GoCSRKaltim – Kalimantan Timur kembali menjadi sorotan nasional akibat meningkatnya deforestasi yang dinilai mengancam masa depan lingkungan dan hak masyarakat lokal. Di saat tekanan ekologis meningkat, kontribusi sektor industri, terutama perusahaan perkebunan sawit, justru dinilai belum mencerminkan tanggung jawab yang seimbang.
Data yang dirilis organisasi lingkungan Auriga Nusantara menunjukkan bahwa sepanjang tahun 2024, Kalimantan Timur mencatat kehilangan tutupan hutan terluas di Indonesia. Total lahan hutan yang hilang mencapai 44.483 hektare, menjadikan provinsi ini sebagai episentrum krisis deforestasi nasional.
Kabupaten Berau disebut sebagai salah satu wilayah penyumbang terbesar kehilangan hutan. Berdasarkan catatan Badan Pusat Statistik (BPS) 2024, area perkebunan sawit di Berau telah meluas hingga 21.860 hektare, menandakan eskalasi konversi hutan yang signifikan.
Ekspansi industri sawit yang agresif dipandang sebagai pemicu utama percepatan deforestasi Kalimantan Timur. Tak hanya merusak ekosistem dan mengancam keanekaragaman hayati, dampak deforestasi juga mencakup meningkatnya risiko banjir, longsor, hingga konflik sosial di masyarakat adat dan lokal.
Menurut Purwadi Purwoharsojo, pengamat ekonomi dari Universitas Mulawarman, sektor swasta belum menunjukkan tanggung jawab sosial yang sepadan dengan dampak yang ditimbulkan. Ia menilai bahwa pelaksanaan Corporate Social Responsibility (CSR) banyak yang tidak transparan dan rawan disalahgunakan.
“Program CSR seharusnya bukan sekadar formalitas atau alat untuk meredam kritik. Jangan sampai malah jadi celah oknum untuk mencari keuntungan pribadi dari dana perusahaan,” ungkap Purwadi saat diwawancarai, Selasa (13/5/2025), disadur dari Kaltim Today.
Ia menyoroti lemahnya implementasi program plasma kebun sawit, yang seharusnya menjamin 20 persen dari total lahan untuk masyarakat lokal. Menurutnya, banyak perusahaan belum menjalankan kewajiban ini secara optimal.

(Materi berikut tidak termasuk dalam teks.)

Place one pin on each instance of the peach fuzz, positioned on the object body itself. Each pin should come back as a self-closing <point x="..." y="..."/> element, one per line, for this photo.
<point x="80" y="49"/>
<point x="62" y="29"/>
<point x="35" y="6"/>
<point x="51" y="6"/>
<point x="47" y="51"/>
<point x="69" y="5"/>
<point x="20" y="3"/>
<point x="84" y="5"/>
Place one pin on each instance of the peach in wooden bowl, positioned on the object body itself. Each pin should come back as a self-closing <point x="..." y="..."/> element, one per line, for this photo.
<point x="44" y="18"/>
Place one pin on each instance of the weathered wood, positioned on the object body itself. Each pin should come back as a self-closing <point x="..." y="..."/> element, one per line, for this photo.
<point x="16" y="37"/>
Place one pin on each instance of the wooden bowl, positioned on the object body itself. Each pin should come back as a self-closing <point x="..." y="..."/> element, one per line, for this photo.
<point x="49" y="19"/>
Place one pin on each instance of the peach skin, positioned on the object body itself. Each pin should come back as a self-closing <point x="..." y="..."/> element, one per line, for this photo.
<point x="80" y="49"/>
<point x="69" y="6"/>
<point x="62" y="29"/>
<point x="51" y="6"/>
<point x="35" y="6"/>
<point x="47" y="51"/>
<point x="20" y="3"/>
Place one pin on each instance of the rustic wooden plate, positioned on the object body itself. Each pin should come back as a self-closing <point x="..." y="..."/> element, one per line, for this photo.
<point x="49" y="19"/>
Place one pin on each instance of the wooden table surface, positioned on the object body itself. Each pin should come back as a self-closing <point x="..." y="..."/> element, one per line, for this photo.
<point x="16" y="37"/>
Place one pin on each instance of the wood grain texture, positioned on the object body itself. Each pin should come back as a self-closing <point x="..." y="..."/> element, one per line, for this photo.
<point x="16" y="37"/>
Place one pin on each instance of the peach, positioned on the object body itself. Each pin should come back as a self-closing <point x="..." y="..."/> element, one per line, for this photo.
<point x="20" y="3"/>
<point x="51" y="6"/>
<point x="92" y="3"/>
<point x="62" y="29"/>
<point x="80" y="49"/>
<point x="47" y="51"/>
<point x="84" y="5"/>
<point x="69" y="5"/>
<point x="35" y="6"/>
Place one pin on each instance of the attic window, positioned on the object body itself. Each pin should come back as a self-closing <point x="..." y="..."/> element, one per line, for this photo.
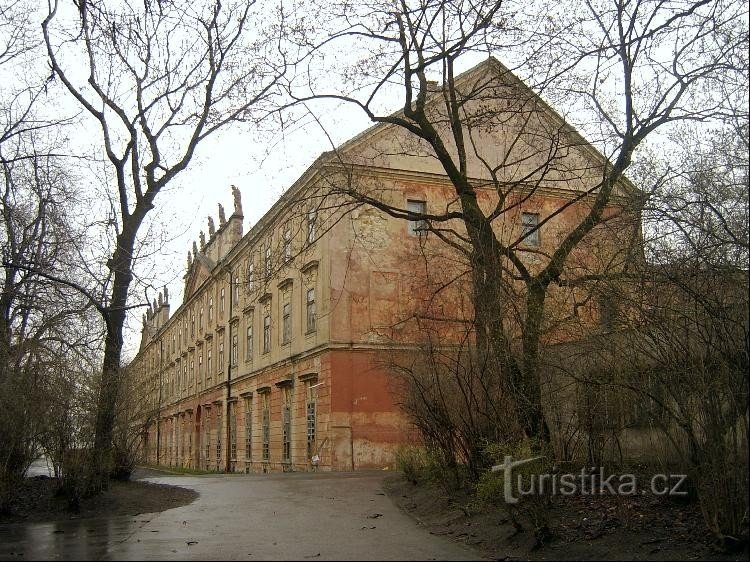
<point x="530" y="230"/>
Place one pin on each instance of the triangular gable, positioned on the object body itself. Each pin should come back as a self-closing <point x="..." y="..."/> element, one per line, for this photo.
<point x="200" y="271"/>
<point x="390" y="146"/>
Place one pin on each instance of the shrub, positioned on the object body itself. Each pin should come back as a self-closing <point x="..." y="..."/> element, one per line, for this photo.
<point x="531" y="510"/>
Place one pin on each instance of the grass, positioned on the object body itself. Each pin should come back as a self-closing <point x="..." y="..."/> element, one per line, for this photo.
<point x="177" y="469"/>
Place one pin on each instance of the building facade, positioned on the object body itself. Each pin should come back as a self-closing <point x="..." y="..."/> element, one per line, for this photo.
<point x="277" y="357"/>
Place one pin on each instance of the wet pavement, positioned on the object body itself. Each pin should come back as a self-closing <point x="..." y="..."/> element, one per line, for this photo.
<point x="302" y="516"/>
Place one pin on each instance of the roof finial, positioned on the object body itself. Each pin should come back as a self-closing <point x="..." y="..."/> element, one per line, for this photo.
<point x="237" y="200"/>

“Apakah benar manfaat plasma 20 persen itu sudah dirasakan rakyat? Banyak kasus menunjukkan sebaliknya,“ katanya.
Purwadi juga mengkritisi praktik perusahaan yang diduga menjalankan operasi sebelum mengantongi izin secara resmi, menunjukkan lemahnya pengawasan dan celah regulasi yang dimanfaatkan.
“Sering kali izinnya menyusul setelah kegiatan berjalan. Ini membuat publik bingung, apakah yang memberi izin tidak tahu, atau justru ikut bermain? Transparansi sangat dibutuhkan,” tegasnya.
Ia menilai bahwa Forum CSR di daerah seharusnya berfungsi sebagai jembatan keterbukaan informasi dan evaluasi publik, namun perannya belum optimal. Penyaluran program CSR pun masih terpusat di wilayah tertentu dan belum merata.
“Sudah saatnya ada evaluasi menyeluruh. Apalagi di tengah bencana ekologis yang belakangan melanda Kalimantan Timur, masyarakat butuh aksi nyata, bukan sekadar janji perusahaan,” pungkasnya.
Fenomena deforestasi di Kalimantan Timur bukan hanya krisis lingkungan, melainkan juga krisis keadilan sosial. Masyarakat sipil, pemerintah daerah, dan DPRD didorong untuk memperketat pengawasan terhadap praktik bisnis yang merusak, serta mendorong akuntabilitas perusahaan dalam melaksanakan tanggung jawab sosial dan lingkungan.